M. Meeus. - Il y a longtemps que ces pièces auraient dû être imprimées ; mais M. Gendebien demande l’impression des motifs que la banque a fait valoir pour refuser les propositions qu’on lui faisait : cela est impossible.

M. Gendebien. - Je demande que l’on imprime les diverses propositions mises en avant par la banque pour se dispenser de payer, les prétextes qu’elle a employés pour opposer des compensations aux demandes du gouvernement. On doit même imprimer les consultations. On a cité des noms respectables, mais ils peuvent se tromper. Nous ne pouvons pas contraindre la banque à nous donner ces documents. Cependant, si elle se respecte un peu, elle communiquera les pièces que nous lui demandons.

- Ici, la plupart des membres quittent leurs places.

M. le ministre des finances (M. Duvivier) - Dans ce que vient de dire l’honorable préopinant je dois voir une interpellation, je déclare qu’aucune de ces pièces ne se trouvent dans les archives du ministère. Je ne puis donc les déposer.

M. Gendebien. - Il serait plus qu’étonnant que le ministre ait porté la légèreté jusqu’à traiter une affaire aussi majeure sans avoir les pièces. Maintenant on veut obtenir de la chambre une sanction, c’est-à-dire qu’on veut la faire agir avec la même légèreté ; ce serait une chose honteuse pour la chambre que de donner sa sanction sans être éclairée. Quant à moi, non seulement je ne prendrai point part à une pareille délibération, mais je protesterai contre.

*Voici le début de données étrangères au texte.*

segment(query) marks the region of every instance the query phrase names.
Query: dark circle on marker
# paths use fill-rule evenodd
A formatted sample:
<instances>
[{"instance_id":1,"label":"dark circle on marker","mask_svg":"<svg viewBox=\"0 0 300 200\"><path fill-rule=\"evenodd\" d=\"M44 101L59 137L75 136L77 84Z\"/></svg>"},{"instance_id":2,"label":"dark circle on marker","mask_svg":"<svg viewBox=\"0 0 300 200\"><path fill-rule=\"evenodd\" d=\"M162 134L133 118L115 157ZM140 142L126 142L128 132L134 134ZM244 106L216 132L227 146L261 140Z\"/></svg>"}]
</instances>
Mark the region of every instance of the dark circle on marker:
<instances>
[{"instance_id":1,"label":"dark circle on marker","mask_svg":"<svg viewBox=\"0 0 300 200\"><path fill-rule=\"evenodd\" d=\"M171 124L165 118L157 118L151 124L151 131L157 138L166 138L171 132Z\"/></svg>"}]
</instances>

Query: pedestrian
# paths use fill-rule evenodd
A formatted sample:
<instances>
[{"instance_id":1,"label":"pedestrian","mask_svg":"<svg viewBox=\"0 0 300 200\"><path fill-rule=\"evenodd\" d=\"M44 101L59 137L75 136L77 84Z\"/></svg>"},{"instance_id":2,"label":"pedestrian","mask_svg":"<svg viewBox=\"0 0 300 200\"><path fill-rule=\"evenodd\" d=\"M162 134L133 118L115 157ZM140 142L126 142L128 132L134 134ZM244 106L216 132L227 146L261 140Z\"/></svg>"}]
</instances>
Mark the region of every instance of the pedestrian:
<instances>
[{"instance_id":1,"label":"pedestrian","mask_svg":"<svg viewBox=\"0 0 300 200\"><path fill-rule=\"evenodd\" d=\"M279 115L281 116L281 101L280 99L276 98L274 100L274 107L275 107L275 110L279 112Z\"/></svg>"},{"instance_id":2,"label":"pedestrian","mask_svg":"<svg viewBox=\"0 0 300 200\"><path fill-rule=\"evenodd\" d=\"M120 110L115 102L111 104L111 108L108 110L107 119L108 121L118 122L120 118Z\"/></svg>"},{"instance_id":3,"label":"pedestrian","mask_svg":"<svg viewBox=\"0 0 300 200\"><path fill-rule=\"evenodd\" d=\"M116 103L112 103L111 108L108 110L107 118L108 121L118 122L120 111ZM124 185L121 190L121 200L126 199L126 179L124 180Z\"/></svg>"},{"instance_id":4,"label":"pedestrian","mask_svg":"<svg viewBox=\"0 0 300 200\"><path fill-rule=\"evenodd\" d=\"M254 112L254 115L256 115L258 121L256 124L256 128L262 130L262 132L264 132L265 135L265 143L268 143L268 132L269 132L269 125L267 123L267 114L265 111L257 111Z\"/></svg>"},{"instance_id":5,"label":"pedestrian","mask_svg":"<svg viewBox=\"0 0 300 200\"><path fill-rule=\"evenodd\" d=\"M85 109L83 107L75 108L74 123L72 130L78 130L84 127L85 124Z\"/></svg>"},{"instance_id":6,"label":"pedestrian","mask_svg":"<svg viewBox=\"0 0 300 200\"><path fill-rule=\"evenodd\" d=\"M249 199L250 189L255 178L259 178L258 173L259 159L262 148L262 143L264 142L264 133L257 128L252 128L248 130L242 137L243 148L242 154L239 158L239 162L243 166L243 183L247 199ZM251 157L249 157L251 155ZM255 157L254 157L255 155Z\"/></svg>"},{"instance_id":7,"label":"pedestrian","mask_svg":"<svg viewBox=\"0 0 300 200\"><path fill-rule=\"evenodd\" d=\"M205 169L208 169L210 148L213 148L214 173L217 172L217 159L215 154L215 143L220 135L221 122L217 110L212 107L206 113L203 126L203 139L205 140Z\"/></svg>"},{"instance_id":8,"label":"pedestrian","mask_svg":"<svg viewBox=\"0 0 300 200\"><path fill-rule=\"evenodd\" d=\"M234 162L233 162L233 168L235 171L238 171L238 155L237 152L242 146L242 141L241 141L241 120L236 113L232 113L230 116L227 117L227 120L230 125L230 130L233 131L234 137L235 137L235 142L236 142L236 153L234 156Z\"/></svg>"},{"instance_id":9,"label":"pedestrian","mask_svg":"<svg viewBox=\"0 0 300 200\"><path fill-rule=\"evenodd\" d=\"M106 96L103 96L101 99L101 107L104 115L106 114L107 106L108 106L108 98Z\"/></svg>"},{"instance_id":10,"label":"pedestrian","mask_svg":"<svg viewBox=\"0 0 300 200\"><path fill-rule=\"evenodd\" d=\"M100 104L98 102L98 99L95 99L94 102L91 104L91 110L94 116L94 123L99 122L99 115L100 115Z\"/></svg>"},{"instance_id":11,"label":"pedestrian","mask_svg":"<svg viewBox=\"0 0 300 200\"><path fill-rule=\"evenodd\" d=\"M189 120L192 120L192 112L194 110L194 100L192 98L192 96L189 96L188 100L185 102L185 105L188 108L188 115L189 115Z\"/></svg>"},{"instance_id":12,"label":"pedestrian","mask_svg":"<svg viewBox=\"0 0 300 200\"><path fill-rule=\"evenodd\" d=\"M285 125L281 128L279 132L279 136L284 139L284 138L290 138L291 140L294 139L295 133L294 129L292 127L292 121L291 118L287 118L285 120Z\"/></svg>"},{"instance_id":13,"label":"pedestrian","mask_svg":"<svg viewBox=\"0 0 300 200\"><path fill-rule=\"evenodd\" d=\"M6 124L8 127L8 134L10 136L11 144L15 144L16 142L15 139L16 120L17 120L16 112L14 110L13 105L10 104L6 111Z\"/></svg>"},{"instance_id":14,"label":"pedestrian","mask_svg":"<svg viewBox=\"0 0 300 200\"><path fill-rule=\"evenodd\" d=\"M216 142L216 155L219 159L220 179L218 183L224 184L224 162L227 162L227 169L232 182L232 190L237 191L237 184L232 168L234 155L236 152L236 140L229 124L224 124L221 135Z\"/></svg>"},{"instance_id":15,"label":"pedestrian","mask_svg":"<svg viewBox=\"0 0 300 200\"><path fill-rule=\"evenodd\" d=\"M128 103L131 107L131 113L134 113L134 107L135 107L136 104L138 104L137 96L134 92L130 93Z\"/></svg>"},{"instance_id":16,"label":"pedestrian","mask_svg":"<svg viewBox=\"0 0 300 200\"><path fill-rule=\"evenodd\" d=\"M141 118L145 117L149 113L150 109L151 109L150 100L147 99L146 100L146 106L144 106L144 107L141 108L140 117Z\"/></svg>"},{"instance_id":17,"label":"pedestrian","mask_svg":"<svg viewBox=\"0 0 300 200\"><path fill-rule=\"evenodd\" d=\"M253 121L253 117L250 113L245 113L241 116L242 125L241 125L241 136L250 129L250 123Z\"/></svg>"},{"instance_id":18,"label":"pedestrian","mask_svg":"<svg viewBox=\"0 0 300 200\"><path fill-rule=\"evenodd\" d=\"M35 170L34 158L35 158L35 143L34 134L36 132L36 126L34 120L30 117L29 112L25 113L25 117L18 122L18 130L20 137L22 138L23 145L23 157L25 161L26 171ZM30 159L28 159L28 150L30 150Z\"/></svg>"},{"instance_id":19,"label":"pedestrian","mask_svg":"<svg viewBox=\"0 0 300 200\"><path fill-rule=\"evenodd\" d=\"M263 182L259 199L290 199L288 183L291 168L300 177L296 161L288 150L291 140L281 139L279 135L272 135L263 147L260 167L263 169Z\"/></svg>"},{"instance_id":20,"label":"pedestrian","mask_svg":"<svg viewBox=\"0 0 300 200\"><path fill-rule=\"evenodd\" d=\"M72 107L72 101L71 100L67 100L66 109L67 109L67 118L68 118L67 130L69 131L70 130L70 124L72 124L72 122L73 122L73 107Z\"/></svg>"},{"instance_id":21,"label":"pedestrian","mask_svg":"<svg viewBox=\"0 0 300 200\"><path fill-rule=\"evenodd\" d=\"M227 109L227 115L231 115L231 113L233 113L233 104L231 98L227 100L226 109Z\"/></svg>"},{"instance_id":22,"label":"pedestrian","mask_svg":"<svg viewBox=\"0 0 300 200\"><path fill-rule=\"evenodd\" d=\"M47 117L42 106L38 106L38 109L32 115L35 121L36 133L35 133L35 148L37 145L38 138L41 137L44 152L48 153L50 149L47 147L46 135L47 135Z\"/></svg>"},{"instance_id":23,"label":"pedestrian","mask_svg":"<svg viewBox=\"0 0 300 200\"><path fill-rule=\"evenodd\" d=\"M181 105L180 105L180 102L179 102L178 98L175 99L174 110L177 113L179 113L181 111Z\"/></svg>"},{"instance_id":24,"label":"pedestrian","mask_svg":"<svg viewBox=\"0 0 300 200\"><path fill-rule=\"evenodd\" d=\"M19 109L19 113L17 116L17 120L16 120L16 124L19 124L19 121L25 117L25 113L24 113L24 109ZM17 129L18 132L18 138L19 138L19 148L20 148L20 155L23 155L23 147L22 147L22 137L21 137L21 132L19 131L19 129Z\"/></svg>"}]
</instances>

M. Meeus. - Le gouvernement n’a effectivement pas en main les pièces que réclame M. Gendebien. Il y en a de plusieurs natures. Il y a les comptes de la banque comme caissier général, les comptes avec le syndicat, puis les comptes avec le roi Guillaume comme chef de l’Etat et comme particulier. M. Gendebien va plus loin. Il ne voit pas d’inconvénient à ce que les consultations des avocats soient publiées aussi : ceci s’adresse à la banque. D’après ses statuts elle doit renvoyer la question à ses jurisconsultes ; mais s’ils donnent un avis favorable, je connais assez l’esprit de la direction de la banque pour annoncer qu’elle s’empressera de faire communication. (A demain ! à demain !)

M. A. Rodenbach. - Tout ce qui vient d’être dit prouve la nécessité d’une commission. Je demande donc qu’on décide, séance tenante, s’il sera nommé une commission.

- Plusieurs voix. - Nous ne sommes plus en nombre.

M. Dumortier. - Je demande qu’on imprime toutes les pièces, non seulement celles qui sont déposées, mais les autres dont nous avons besoin.

M. le président. - Nous ne pouvons rien décider quant à la commission, puisque nous ne sommes plus en nombre. Pour ce qui est des pièces, nous ferons imprimer celles que nous avons. C’est à M. le ministre des finances à voir s’il veut en produire d’autres.

- La séance est levée à 4 heures un quart.